There is a sense in which making predictions is very easy. Here's one for you: Mt. Vesuvius will experience another major eruption on the scale of AD 79, when it buried the city of Pompeii, tragically killing thousands of people (among them, the famous naturalist Pliny the Elder). While volcanologists are getting progressively better at predicting eruptions, it remains very difficult to forecast their size. So when an event like this arrives, it always comes as a bit of a shock. In any case, like I said, making predictions (unconditional forecasts) that will eventually come true is easy. There are thousands of people predicting that the world will end in 2015, 2016, 2016, etc. Some of these prognosticators will one day be proven correct. Those making predictions that fail to come true hide in the shadows for a while, but then re-emerge bolder than ever. I don't blame these soothsayers: there seems to be an insatiable demand for the likes of Nostradamus, and this is clearly a case of demand creating its own supply. In this spirit then, permit me to deliver my own forecast (remember, you heard it here first): there will be another major financial crisis on the scale experienced in 2008.

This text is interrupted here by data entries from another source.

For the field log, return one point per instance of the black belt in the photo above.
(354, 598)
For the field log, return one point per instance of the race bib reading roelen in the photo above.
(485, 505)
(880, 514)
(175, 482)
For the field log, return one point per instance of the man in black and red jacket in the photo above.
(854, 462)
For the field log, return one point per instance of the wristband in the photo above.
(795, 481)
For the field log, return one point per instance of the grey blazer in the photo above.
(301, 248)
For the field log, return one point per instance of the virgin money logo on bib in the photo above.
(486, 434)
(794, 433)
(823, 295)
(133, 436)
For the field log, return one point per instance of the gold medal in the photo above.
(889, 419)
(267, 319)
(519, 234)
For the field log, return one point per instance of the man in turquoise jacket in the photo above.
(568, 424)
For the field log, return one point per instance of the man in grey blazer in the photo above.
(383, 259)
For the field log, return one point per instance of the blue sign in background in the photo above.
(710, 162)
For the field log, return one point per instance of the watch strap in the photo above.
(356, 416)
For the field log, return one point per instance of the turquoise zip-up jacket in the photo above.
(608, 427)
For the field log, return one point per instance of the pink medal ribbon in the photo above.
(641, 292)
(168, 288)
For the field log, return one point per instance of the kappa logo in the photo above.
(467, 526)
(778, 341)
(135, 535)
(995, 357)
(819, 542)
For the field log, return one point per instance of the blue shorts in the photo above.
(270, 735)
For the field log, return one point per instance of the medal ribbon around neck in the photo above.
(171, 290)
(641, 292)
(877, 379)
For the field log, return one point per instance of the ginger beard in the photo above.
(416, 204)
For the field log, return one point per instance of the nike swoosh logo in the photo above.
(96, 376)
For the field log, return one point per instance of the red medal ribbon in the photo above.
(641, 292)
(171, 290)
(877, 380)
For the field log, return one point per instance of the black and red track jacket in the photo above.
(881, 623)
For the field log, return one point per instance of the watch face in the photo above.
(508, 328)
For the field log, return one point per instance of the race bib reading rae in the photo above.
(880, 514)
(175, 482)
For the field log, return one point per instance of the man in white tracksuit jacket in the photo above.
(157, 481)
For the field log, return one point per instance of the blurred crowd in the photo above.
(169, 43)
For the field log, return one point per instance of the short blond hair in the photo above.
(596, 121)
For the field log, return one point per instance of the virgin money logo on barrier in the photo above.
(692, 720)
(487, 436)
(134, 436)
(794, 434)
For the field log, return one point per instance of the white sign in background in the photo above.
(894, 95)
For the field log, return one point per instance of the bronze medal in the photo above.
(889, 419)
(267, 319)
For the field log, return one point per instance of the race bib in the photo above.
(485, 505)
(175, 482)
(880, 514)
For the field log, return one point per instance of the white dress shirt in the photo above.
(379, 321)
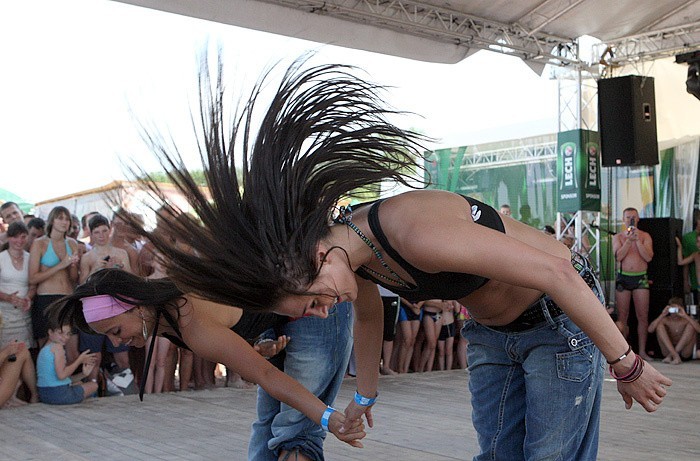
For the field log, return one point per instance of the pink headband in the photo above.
(102, 307)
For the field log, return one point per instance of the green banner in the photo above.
(578, 171)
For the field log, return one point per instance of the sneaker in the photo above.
(113, 389)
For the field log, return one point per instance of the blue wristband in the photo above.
(365, 401)
(326, 417)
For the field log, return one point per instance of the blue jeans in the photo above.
(317, 357)
(535, 394)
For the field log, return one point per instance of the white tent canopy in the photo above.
(538, 31)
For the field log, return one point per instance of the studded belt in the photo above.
(533, 316)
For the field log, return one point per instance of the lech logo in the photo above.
(568, 178)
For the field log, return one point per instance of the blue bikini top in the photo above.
(50, 259)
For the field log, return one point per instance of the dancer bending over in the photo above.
(538, 323)
(128, 309)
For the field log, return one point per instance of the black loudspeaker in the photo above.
(664, 272)
(627, 121)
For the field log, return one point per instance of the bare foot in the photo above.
(14, 402)
(239, 384)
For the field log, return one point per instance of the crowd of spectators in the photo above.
(43, 260)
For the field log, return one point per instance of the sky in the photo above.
(80, 75)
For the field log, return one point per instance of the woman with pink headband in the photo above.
(128, 309)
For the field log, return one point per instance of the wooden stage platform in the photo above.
(419, 417)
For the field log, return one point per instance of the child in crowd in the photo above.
(54, 375)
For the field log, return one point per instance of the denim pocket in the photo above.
(575, 366)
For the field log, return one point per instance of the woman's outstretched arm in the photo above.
(218, 343)
(368, 333)
(499, 257)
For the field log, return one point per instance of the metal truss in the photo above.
(513, 155)
(583, 227)
(649, 46)
(444, 25)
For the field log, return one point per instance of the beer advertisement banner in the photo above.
(578, 171)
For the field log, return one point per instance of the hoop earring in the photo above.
(144, 330)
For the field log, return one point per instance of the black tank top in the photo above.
(441, 285)
(249, 327)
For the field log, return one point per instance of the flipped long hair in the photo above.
(253, 241)
(150, 294)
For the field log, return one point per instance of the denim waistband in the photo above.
(535, 312)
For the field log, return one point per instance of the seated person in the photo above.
(16, 366)
(676, 331)
(55, 381)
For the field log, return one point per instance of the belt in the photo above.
(533, 316)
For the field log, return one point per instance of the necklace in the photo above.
(16, 259)
(345, 217)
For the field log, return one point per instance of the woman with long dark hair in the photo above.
(269, 241)
(53, 268)
(128, 309)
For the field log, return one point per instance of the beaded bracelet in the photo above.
(326, 418)
(633, 374)
(365, 401)
(622, 357)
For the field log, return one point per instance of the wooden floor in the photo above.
(419, 417)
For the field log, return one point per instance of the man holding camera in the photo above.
(676, 331)
(633, 250)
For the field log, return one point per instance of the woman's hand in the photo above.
(87, 357)
(347, 431)
(26, 304)
(269, 347)
(649, 390)
(354, 413)
(68, 261)
(88, 367)
(11, 348)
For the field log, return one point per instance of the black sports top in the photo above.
(249, 327)
(440, 285)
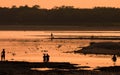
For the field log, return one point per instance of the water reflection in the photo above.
(21, 47)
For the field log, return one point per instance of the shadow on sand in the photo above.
(55, 68)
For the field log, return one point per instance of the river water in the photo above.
(30, 46)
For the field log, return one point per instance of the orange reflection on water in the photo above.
(28, 48)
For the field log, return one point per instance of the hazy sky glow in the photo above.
(53, 3)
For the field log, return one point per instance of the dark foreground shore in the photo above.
(55, 68)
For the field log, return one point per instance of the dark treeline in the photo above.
(58, 15)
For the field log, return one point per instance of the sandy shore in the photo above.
(61, 68)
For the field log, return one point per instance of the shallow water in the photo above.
(30, 46)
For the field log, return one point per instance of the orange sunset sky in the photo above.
(53, 3)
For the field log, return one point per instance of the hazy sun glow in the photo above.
(53, 3)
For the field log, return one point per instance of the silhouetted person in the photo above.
(44, 57)
(114, 58)
(52, 37)
(47, 58)
(3, 55)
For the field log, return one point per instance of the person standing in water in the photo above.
(46, 58)
(114, 59)
(3, 55)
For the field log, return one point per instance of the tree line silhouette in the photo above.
(57, 15)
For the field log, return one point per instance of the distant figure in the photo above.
(52, 37)
(114, 59)
(3, 55)
(46, 58)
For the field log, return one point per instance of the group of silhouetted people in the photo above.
(46, 58)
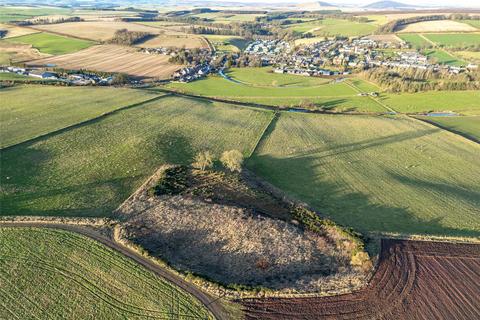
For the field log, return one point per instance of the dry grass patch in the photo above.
(178, 41)
(222, 228)
(113, 58)
(438, 26)
(15, 31)
(95, 30)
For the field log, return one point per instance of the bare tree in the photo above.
(203, 160)
(232, 160)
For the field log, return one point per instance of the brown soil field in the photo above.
(178, 41)
(438, 26)
(219, 228)
(414, 280)
(15, 31)
(20, 52)
(113, 58)
(95, 30)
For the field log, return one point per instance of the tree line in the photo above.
(416, 80)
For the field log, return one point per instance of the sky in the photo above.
(449, 3)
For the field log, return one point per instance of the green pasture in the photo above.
(454, 39)
(443, 57)
(375, 174)
(53, 274)
(464, 102)
(334, 27)
(265, 77)
(52, 43)
(414, 39)
(30, 111)
(337, 96)
(468, 126)
(89, 170)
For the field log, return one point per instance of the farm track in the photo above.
(414, 280)
(210, 303)
(83, 123)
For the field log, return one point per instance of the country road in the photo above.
(211, 303)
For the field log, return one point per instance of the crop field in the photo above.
(15, 31)
(57, 274)
(17, 52)
(91, 169)
(23, 118)
(414, 39)
(438, 26)
(443, 57)
(265, 77)
(227, 43)
(338, 96)
(52, 43)
(178, 41)
(8, 14)
(113, 58)
(95, 30)
(468, 126)
(414, 280)
(464, 102)
(454, 39)
(334, 27)
(380, 174)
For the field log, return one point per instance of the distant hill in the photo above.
(388, 5)
(317, 5)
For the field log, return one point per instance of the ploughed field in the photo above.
(54, 274)
(381, 174)
(113, 58)
(90, 169)
(414, 280)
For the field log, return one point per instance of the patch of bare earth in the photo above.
(222, 229)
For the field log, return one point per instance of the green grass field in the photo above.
(90, 170)
(464, 102)
(443, 57)
(29, 111)
(8, 14)
(388, 174)
(468, 126)
(338, 96)
(56, 274)
(334, 27)
(454, 39)
(227, 43)
(414, 39)
(265, 77)
(52, 43)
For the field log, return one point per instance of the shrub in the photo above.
(232, 160)
(203, 160)
(173, 181)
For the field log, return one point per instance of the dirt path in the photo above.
(211, 303)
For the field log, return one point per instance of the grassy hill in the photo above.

While we can't predict when the next major crisis will occur (I hope the Queen can forgive us), it is reasonable to expect experts to make good conditional forecasts. IF Vesuvius blows, THEN a lot of people are going to die. This type of conditional forecast should lead policymakers to think of ways in which the potential death toll can be avoided or reduced. Perhaps citizens should be prohibited from inhabiting dangerous areas. At the very least, an emergency evacuation procedure should be put in place. The same is true for financial crises. Perhaps restrictions should be placed on the exchange of some types of financial products. At the very least, an emergency response strategy should be put in place. Actually, there is an emergency response strategy--the Fed's emergency lending facility--which essentially worked according to plan in 2008-09. Now, maybe you don't like various aspects of the Fed's liquidity facility and that's fine (even if it did make a healthy profit for the U.S. taxpayer). But you can't say that economists hadn't predicted the possible need for such a facility. Indeed, the Fed was set up on the premise that financial crises would continue to afflict modern economies (by the way, financial crises were a common part of the economic landscape well before the founding of the Fed in 1913, so think carefully before you accuse the Fed as the source of market instability).

Alright, so much for blaming economists and their less-than-crystal balls (hmm, a part of me says I should have edited that last sentence.) What else? Well, I notice a lot of blame also being heaped on modern macroeconomic theory and the professors of such theory. "What's Wrong With Macro?" the headlines wail (roll eyes here). Things have become so bad that we now see students telling professors how macro should be taught. Next we'll have teenagers telling their parents how to raise children. Well, we already have that of course. But the point is that while parents patiently hear out these protestations (having been young for much longer than the youth in question), they do not generally capitulate to them. I'm sorry, but you're only 16, I love you, and no, you can't have the keys to the car!